Informasi yang dihimpun media ini telah ada beberapa saksi yang diperiksa oleh Kejaksaan, mulai dari pejabat lama dan baru di Kantor DPKPP Kota Kendari hingga BPN Kota Kendari. Pemeriksaan jaksa terhadap saksi-saksi tentang proses pembebasan lahan di Bungkutoko hingga penerbitan Sertifikat dilahan yang telah dibebaskan oleh Pemerintah Kota Kendari saat itu.
Dan salah satu Pejabat lama BPN Kota Kendari yang diperiksa adalah Stanley yang merupakan mantan Pj Bupati Konawe. Dimana diketahui saat proses pembebasan lahan Bungkutoko tahun 2009 Stanley merupakan salah satu pejabat di BPN Kota Kendari yang mengetahui proses pembebasan lahan oleh Pemerintah tersebut.

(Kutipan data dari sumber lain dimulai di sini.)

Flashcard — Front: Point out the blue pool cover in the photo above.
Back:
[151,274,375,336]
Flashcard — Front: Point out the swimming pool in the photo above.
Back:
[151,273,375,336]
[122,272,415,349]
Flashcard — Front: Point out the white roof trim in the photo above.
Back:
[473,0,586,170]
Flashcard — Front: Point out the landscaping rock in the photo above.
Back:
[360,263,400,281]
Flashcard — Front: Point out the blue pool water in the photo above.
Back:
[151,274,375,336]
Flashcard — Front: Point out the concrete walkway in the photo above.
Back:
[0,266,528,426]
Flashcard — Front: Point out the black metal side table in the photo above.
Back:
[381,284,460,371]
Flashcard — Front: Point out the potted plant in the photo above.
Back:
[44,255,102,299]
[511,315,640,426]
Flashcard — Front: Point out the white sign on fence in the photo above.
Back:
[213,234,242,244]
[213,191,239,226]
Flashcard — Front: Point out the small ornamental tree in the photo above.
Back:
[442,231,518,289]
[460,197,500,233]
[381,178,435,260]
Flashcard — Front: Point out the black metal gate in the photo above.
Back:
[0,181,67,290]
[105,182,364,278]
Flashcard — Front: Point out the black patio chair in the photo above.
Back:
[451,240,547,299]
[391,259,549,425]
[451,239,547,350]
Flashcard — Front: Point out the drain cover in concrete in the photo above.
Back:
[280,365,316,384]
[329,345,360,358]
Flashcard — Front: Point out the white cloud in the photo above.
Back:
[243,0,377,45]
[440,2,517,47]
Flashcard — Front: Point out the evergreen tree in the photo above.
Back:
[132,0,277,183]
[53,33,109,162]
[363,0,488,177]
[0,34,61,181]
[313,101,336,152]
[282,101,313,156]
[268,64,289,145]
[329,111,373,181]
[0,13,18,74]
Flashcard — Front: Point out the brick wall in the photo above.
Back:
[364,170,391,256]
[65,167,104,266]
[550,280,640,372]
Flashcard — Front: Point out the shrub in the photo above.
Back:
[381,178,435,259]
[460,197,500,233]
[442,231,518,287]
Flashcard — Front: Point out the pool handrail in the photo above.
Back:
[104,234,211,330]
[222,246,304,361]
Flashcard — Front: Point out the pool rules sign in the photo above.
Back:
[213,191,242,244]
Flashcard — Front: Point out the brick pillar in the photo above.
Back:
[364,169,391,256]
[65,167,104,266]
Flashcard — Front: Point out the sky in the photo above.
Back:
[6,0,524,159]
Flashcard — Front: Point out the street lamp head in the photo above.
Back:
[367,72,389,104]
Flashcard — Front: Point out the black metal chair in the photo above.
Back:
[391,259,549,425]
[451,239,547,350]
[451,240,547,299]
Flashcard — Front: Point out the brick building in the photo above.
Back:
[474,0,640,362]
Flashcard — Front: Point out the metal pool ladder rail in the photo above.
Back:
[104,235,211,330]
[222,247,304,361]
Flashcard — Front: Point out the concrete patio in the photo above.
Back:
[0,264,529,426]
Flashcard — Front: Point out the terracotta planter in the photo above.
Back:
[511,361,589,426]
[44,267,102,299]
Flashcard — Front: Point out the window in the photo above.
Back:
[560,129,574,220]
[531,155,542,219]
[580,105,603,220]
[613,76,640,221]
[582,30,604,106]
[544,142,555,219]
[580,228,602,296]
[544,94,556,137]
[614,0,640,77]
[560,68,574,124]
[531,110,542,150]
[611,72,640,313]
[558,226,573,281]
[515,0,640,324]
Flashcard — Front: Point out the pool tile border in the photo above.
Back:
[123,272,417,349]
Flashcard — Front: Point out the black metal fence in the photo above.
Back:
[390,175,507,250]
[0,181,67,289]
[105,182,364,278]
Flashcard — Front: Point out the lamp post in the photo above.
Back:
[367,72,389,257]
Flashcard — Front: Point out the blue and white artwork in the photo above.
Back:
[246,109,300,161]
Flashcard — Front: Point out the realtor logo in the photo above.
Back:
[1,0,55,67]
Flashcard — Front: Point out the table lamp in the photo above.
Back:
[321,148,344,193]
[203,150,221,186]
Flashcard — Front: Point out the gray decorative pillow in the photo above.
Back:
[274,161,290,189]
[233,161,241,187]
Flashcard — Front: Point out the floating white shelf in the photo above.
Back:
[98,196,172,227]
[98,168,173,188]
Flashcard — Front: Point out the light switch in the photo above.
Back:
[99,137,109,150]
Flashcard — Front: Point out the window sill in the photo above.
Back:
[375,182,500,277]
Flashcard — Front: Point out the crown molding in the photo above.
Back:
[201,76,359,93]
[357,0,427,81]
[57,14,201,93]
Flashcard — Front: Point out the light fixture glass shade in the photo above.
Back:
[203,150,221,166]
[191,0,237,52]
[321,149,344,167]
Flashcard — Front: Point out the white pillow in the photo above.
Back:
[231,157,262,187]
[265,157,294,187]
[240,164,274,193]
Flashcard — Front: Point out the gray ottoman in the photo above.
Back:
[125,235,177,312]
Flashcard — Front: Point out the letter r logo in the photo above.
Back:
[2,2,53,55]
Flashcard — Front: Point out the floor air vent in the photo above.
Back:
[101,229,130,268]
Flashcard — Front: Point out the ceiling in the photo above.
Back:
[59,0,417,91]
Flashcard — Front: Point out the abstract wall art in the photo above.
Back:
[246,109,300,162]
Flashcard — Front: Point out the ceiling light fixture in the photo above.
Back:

Kepala Seksi (Kasi) Intelejen Kejari Kendari, Aguslan yang dikonfirmasi terkait pemeriksaan saksi-saksi atas dugaan Korupsi Pembebasan Lahan Bungkutoko membenarkan hal tersebut. Dan menjelaskan bahwa kasus tersebut terus berlanjut usai Penggeledahan DPKPP dan BPN Kota Kendari, namun dirinya belum menjawab siapa saja yang telah diperiksa oleh Kejaksaan.
“Yang jelas masih dalam proses, dan benar ada pemeriksaan saksi-saksi. Tapi untuk siapa saja yang diperiksa nanti yah, kita tunggu prosesnya dulu pasti kami akan umumkan,” tutupnya.